Si l'on en croit les clichés médiatiques, l'homme de droite serait pour la peine de mort et l'homme de gauche contre... C'est sûrement un peu plus compliqué que ça...

Sans doute. Je connais beaucoup d'hommes de droite révulsés par la peine de mort, surtout quand ils ont eux-mêmes fait de la prison. Je connais aussi des hommes de gauche hostiles à la peine de mort, qui trouvent cependant qu'on n'a pas assez fusillé à la Libération. Le débat sur la peine de mort n'est pas seulement archi-rebattu. Son caractère. émotionnel (d'un côté "toute vie humaine est sacrée", de l'autre "le sang appelle le sang") le rend aussi plutôt ennuyeux. Les partisans de la peine de mort, qu'ils en tiennent pour des arguments utilitaristes (protéger la société en mettant définitivement hors d'état de nuire) ou moraux (la peine de mort comme punition exemplaire ou sacrifice expiatoire), ont souvent du mal à comprendre que la justice publique est quelque chose d'autre que la vengeance privée ou la loi du Talion, et que la justice pénale n'a pas pour but premier de satisfaire les victimes. Leurs adversaires, eux, tombent souvent dans l'angélisme. Mais le plus détestable, ce sont ceux qui s'opposent à la peine de mort ... sauf bien sûr dans les cas où elle leur apparaît tout à fait justifiée! Les hommes de droite observent souvent que la peine de mort a été constamment appliquée dans l'histoire (elle était pourtant peu fréquente à Rome à l'encontre des citoyens romains), tandis que les hommes de gauche se réclament plutôt de l'esprit de "tolérance" des Lumières. Mais chez les philosophes du XVIIIe siècle, le refus de la peine de mort ne faisait pas l'unanimité. Diderot disait :"Le malfaisant est un homme qu'il faut détruire et non punir" ! Quant à Cesare Beccaria, grand adversaire de la peine de mort, il prônait son remplacement par un "esclavage perpétuel" ...

Autre cliché médiatique, la peine de mort ne serait à l'honneur que dans des nations "arriérées"... dont les USA ou la Chine, pourtant assez "avancées"... Comment expliquer cette distorsion dialectique entre une ONU qui la proscrit et une Amérique qui l'applique? "Faites ce que je dis et pas ce que je fais" ?

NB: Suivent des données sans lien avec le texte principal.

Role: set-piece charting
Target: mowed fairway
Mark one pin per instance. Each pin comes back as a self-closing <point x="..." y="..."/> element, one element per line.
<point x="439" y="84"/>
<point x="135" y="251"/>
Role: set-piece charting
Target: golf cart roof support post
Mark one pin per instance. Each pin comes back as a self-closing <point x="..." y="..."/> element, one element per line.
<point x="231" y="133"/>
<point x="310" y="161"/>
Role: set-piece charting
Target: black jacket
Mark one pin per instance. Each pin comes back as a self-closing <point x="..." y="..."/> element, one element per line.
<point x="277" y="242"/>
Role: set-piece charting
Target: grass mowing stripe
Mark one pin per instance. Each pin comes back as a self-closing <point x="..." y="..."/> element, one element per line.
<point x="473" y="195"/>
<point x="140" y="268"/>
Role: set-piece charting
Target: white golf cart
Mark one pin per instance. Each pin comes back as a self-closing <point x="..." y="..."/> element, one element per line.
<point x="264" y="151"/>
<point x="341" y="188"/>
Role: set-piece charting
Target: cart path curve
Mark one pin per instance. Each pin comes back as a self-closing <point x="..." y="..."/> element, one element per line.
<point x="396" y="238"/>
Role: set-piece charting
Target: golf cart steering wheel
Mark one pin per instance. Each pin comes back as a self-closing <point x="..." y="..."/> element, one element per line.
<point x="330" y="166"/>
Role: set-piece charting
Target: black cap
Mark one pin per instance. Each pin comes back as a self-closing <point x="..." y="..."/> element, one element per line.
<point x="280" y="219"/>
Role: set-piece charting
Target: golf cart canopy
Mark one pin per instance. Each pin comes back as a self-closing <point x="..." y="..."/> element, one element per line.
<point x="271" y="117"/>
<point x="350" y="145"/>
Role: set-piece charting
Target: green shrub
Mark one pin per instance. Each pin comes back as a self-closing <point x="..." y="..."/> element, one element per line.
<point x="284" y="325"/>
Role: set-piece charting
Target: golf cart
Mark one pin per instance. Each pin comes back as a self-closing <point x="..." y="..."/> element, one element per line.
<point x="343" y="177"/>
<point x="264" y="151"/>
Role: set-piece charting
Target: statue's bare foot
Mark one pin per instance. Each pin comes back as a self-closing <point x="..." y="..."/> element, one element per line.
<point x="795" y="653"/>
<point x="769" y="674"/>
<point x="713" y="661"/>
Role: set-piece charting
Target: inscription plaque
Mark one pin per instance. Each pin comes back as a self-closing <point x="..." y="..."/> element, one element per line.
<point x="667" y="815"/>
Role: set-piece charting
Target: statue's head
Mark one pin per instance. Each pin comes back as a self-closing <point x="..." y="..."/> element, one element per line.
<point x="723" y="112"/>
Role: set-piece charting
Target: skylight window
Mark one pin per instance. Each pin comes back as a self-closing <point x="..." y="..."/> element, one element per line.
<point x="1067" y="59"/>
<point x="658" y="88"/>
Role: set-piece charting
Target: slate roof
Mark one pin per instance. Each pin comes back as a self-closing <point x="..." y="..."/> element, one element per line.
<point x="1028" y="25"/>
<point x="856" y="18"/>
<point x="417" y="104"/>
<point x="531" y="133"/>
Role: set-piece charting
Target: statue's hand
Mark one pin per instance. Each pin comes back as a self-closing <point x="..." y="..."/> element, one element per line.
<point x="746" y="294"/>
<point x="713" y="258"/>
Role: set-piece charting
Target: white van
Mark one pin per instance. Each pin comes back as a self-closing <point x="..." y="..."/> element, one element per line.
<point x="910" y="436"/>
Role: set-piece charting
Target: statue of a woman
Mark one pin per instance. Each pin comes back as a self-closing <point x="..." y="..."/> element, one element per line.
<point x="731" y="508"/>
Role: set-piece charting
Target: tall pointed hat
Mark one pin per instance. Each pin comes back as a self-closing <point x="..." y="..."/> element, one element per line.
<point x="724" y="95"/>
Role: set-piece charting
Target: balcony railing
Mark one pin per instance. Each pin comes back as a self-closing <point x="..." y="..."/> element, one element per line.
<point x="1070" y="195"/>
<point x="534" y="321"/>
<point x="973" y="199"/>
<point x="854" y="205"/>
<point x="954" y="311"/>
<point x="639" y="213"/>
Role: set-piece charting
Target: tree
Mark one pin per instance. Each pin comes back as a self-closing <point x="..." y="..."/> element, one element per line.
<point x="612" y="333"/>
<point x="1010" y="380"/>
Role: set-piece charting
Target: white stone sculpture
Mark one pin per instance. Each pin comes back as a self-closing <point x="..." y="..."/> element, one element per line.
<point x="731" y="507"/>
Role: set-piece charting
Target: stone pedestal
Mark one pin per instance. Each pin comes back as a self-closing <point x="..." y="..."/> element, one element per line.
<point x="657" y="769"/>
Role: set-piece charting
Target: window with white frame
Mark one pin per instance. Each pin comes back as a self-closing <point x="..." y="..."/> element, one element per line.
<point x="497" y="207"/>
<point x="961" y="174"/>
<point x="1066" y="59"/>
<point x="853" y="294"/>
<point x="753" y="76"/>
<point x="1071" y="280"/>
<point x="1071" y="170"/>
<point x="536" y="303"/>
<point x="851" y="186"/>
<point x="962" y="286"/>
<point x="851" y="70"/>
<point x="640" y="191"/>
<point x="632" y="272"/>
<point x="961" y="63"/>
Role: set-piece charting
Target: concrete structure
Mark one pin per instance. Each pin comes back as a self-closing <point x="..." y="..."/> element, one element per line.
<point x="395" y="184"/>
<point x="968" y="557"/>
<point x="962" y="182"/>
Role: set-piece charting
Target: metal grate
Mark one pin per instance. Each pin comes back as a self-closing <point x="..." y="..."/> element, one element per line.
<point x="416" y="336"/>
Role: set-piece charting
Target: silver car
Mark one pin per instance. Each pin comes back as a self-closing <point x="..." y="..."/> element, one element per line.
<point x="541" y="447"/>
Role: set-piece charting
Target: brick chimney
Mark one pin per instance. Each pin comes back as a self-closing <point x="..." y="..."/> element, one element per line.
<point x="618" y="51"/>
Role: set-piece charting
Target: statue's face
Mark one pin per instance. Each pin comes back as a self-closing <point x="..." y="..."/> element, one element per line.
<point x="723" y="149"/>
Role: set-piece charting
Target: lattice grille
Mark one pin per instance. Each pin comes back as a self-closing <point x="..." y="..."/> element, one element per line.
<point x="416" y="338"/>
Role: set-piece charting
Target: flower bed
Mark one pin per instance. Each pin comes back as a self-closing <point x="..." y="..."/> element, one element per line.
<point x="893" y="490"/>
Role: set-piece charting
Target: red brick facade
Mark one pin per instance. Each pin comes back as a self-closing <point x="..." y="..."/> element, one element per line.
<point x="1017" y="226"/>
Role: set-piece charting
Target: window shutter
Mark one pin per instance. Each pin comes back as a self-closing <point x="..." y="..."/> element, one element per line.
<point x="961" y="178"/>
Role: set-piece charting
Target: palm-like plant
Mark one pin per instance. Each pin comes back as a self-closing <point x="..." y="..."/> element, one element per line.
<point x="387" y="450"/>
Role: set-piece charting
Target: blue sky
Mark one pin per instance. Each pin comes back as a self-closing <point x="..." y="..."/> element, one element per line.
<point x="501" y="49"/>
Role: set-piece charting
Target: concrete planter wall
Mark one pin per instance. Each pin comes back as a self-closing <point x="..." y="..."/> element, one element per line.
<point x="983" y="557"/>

L'ONU n'est pas l'Amérique. Et l'Amérique n'applique pas uniment la peine de mort: elle existe dans certains États, pas dans d'autres. C'est d'ailleurs ce qui permet de constater que la peine de mort n'est nullement dissuasive : la majorité des criminologistes savent bien que la criminalité n'est pas plus forte là où on l'a abolie. D'ailleurs, la principale cause des crimes, c'est que leurs auteurs sont convaincus qu'ils ne se feront pas prendre. Aujourd'hui, la peine de mort reste prévue dans la législation de près de 100 nations. Elle est appliquée dans les quatre pays les plus peuplés du monde: la Chine, l'Inde, les États-Unis et l'Indonésie. Géographiquement, c' est l'Asie qui est de nos jours la moins abolitionniste. À noter que la peine de mort existe aussi au Japon, et qu'en Chine, on exécute couramment pour corruption, détournement de fonds ou évasion fiscale.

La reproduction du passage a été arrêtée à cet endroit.